Re: “Ministry to review nod for skilled foreigners”, News, June 2.



You story quotes Thai accountant, architect and engineer societies as opposing liberalisation of the country’s restricted sectors under the so-called Foreign Business Act. This law, which has existed since the 1970s, purports to protect fields in which “Thai business is not yet ready to compete with foreigners”. Fifty years later, there has apparently been no progress.

This is a self-fulfilling prophecy. If you close a sector to competition, it will never become globally competitive. Economics 101 teaches that an externality such as this protectionist law which appeals to nationalism leads to inefficiency. Singapore has per capita income five times that of Thailand and is ranked as the most competitive economy in the world because it draws talent from all over the world. The late prime minister Lee Kuan Yew bragged that Singapore had Russians serving in the army and that the police chief was from Scotland. Can you imagine this ever happening in Thailand? On the contrary, in Thailand the big banks and conglomerates say they employ no foreigners.

If that is an advantage, since presumably they don’t need foreigners, then what is the need for the foreign business law?

The Thai economy has been puttering along at an unimpressive rate for the past 20 years, after having been ranked by the World Bank in 1990 as the fastest-growing economy in the world. In the 1990s Thai people said Thailand was going to be Asia’s “fifth tiger”. Nobody makes these claims today, which now sound grandiose, although Thai tourism is booming precisely because the country is open to foreigners, not closed.

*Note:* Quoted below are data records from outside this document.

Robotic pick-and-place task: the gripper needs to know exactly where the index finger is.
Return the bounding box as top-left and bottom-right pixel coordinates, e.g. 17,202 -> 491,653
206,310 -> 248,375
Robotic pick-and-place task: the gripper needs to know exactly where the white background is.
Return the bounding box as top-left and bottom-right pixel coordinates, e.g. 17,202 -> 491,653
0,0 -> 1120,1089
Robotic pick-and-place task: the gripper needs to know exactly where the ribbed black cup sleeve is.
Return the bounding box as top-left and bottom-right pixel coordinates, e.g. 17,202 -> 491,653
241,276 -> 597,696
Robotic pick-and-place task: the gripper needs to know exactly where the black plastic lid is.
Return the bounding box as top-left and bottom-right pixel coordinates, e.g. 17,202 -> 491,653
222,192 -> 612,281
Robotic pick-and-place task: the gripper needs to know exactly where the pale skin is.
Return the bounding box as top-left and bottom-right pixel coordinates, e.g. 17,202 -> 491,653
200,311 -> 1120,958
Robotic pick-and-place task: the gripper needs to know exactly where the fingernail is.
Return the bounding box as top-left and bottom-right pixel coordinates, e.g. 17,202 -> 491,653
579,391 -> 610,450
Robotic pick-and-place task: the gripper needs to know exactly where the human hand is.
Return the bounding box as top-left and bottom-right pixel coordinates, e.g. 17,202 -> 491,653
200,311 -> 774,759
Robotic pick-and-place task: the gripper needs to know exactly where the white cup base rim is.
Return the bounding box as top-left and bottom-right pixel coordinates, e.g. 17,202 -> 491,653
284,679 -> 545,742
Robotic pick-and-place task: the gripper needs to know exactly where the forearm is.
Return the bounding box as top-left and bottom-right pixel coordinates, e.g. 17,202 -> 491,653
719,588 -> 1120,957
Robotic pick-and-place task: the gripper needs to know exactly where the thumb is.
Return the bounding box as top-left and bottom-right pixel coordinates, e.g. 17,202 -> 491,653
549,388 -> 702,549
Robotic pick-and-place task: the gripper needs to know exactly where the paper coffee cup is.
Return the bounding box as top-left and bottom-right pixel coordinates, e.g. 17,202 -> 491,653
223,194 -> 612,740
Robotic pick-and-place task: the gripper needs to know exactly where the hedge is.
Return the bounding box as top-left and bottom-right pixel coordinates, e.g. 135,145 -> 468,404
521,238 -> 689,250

All ships rise with the tide. It is better to have a bigger pie. The foreign business law and more importantly the third world mentality that it comes from needs to be repealed so that Thailand can say to the world, “Anyone can do business here.”

Unfortunately, Cambodia, which started out with the most liberal economy in the world, ranked No 1 most open out of 120 assessed, is now starting to copy Thailand’s beggar-basket labour and visa laws. This is a road to permanent developing country status.